In these cases neither a full understanding nor a thourough review is required for them to verifiably serve their purpose.

datarama

@mary @KeithAmmann @xkummerer A linter isn't going to notice if I've just introduced an inconsistency between some code and a comment, or if I've come up with bad names for my variables / function names /etc. Conversely, an LLM isn't going to notice very much of the stuff that takes serious static analysis to find (so replacing linters with LLMs would be a bad idea).

And none of them reliably catch subtle logic errors or discrepancies between code and domain.

Jan :rust: :ferris:

@Schouten_B @mary ...until later on:

- that "prototype" ends up in production and needs to be maintained for 2 years
- the script for that one off task looks like it does the right thing during testing, but a corner case hasn't been considered that leads to errors in production and now adjustment of the script is needed (in other words: _maintenance_)

datarama

@mary @KeithAmmann @xkummerer To see the difference, try feeding some awful Bash to Shellcheck on one hand, and to an LLM on the other.

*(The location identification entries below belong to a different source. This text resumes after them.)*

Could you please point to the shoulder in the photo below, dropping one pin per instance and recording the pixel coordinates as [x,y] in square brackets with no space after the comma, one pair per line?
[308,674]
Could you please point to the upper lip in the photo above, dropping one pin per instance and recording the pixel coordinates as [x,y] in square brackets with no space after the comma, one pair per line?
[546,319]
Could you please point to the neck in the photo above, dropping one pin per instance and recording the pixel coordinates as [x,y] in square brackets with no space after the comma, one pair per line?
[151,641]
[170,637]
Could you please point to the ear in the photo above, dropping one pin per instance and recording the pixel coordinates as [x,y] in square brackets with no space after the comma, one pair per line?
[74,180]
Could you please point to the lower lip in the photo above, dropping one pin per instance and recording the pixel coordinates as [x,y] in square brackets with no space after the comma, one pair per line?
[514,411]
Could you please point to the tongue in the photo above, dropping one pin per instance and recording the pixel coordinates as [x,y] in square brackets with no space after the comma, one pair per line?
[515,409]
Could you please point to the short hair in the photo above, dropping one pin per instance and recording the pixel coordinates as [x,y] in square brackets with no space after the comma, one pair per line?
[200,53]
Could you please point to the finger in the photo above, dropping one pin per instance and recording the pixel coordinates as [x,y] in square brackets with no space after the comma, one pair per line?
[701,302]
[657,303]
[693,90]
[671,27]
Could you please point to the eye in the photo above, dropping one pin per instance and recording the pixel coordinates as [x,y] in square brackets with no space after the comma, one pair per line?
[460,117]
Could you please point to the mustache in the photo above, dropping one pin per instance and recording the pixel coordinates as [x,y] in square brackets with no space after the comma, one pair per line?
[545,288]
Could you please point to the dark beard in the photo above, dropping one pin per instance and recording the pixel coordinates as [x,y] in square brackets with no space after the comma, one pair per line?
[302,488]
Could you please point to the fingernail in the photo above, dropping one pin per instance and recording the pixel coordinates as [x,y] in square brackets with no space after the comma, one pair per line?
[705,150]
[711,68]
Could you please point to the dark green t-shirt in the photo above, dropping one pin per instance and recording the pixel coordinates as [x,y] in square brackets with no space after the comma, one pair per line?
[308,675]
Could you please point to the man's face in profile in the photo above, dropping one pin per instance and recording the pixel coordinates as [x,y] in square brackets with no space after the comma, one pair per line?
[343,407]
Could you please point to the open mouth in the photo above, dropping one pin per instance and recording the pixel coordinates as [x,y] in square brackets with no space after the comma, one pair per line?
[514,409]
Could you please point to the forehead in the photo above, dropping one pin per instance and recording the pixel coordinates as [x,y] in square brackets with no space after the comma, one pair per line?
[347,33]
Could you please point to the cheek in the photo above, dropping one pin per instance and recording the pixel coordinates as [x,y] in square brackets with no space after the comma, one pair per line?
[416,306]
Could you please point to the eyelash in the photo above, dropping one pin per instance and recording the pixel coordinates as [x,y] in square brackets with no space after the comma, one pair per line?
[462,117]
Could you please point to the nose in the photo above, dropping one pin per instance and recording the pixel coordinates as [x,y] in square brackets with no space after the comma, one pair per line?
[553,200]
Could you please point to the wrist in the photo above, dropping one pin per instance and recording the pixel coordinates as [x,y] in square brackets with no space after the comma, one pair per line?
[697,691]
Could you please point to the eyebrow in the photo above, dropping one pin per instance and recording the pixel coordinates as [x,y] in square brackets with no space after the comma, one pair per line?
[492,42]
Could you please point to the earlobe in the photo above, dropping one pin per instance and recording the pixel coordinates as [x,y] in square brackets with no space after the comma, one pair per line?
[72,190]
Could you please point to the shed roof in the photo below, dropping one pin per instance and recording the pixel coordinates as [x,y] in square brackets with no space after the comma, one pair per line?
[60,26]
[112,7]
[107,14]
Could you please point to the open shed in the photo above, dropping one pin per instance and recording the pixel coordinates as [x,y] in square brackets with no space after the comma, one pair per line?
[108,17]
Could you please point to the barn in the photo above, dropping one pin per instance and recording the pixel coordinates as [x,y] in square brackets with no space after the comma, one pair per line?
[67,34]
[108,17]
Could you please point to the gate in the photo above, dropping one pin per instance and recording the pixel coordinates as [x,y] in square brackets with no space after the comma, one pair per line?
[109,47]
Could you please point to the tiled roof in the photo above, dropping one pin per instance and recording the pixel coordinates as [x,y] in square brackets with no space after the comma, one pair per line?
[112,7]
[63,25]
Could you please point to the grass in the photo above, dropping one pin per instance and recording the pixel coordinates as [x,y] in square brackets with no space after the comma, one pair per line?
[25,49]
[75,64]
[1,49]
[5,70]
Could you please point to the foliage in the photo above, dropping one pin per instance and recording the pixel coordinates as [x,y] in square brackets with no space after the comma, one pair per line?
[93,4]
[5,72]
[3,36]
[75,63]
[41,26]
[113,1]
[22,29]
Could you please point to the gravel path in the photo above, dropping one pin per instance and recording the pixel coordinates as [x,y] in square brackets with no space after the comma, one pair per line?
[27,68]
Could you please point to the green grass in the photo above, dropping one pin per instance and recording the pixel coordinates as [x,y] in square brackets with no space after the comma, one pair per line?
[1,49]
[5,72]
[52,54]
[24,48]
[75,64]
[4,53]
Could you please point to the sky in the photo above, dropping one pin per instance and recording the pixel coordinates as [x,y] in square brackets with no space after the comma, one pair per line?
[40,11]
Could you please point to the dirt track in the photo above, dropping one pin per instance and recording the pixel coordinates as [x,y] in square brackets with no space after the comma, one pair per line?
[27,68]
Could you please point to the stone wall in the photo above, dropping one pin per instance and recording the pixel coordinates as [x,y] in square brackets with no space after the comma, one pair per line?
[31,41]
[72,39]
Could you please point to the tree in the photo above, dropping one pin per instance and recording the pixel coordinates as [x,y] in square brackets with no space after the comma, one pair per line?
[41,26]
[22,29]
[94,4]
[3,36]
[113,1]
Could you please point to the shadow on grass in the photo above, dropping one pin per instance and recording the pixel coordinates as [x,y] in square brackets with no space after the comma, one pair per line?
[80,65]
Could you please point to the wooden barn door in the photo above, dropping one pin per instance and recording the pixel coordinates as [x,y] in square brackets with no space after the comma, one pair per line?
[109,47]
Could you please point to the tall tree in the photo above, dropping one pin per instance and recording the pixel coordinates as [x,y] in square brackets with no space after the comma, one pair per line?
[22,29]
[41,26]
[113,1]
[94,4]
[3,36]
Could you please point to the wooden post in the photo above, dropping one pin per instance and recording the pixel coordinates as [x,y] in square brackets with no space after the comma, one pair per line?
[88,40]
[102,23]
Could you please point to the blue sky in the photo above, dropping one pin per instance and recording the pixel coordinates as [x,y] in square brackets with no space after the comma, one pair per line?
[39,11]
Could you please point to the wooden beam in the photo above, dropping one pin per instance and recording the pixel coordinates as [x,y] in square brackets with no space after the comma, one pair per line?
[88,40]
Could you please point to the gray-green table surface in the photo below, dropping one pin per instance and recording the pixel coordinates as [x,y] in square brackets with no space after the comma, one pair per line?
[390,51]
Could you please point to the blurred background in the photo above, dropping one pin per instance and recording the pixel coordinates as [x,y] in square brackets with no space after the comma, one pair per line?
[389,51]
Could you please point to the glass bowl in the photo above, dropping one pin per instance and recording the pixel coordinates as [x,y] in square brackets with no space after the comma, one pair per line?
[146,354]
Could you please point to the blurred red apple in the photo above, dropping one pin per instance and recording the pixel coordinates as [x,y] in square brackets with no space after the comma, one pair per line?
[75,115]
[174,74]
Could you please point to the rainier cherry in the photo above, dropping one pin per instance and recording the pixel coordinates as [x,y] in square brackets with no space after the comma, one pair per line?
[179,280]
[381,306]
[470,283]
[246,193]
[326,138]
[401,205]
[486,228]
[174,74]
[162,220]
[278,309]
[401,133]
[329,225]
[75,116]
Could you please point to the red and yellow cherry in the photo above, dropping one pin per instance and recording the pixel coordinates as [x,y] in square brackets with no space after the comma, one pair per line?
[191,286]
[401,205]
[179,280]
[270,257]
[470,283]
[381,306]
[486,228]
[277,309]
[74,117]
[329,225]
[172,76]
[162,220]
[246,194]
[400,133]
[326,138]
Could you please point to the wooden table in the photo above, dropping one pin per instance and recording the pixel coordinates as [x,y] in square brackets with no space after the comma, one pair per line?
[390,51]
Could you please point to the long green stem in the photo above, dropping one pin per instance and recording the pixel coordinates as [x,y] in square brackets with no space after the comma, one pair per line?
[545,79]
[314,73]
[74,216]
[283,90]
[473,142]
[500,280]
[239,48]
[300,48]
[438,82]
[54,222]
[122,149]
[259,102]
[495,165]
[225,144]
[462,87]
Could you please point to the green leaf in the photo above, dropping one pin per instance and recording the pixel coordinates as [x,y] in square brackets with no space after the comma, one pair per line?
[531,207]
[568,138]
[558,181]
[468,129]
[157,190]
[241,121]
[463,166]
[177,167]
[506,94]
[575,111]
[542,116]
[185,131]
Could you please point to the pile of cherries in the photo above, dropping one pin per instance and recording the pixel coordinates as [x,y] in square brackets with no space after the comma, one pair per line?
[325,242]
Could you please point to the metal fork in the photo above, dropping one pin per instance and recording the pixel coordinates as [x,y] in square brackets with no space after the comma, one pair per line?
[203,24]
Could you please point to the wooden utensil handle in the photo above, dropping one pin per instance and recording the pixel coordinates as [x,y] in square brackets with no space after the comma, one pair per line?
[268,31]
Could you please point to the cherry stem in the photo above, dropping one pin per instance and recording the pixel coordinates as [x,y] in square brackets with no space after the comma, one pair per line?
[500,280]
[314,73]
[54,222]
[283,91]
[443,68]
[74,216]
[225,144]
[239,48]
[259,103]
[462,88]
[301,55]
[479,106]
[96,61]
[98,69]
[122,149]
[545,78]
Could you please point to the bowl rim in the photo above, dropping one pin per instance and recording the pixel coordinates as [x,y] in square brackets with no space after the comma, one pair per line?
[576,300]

The LLM isn't (usually) going to find even half of the *really* dangerous crap that Shellcheck does. But it can (sometimes) tell you if you've screwed up your documentation, or written code that's likely to be harder for a human to understand than it has to be. They're not *reliable* in the same way a linter is, and probably can't ever be.

datarama

@janriemer @Schouten_B @mary

I've said elsewhere that I think a lot of this particular discussion is actually two discussions hiding inside the contours of each other. One is "are LLMs useful for programming?", and the other is "will LLMs replace programmers?". I fall into this trap myself, probably because this is a very bad time to be a programmer who's dealing with anxiety.

At any rate: I make lots of little scripts that are literally one-off, as in I don't bother keeping them after use.

datarama

@janriemer @Schouten_B @mary (Quick data conversions and migrations of various kinds, mostly - where there's nothing left for the script to do after I've run it.

But yes, "load-bearing prototypes" are definitely something that unfortunately regularly happens, and something our profession ought to be a lot more mindful about.)

? Offline

@datarama @xkummerer @mary

The few times I asked it to review code it did so very poorly, suggested changes that made no sense and broke the code.

It's useless. I still don't get how people talk about it seriously after trying it for ten minutes.

datarama

@bloodykneelers @xkummerer @mary I've gotten both good and bad results out of several of them, and I think the most frustrating aspect is that it is hard to develop an intuition of what they're good at and what they're bad at.

Pangolin Gerasim

@datarama @mary @KeithAmmann @xkummerer so, at best, marginal utility from adding an LLM into the dev workflow?

You've now got two things to review: the correctness of the code, and the assertions made about that code by a code-reviewing LLM.

Add to that the horrendous costs of running an LLM (and we don't yet reliably know what that'll be when the VCs stop pumping in vast amounts of cash to pay for all that compute) and we're well into negative territory.

datarama

@fluidlogic @mary @KeithAmmann @xkummerer I'd say that having an LLM pre-reviewer is far *less* likely to land you in negative territory than LLM code generation is. Assuming you've just written the code, it's still fresh in your brain, and you can quickly see if its suggestions actually make a valid point.

It's also the sort of thing you can do using a smaller, locally-hosted LLM, so the compute cost at inference time is "two seconds of your GPU's time, or five of your CPU's."

vriesk (Jan Srz)

@datarama @abucci @xkummerer @mary Yeah, if done well, I wouldn't mind this kind of AI-driven linter (_in addition_ to static linter rules).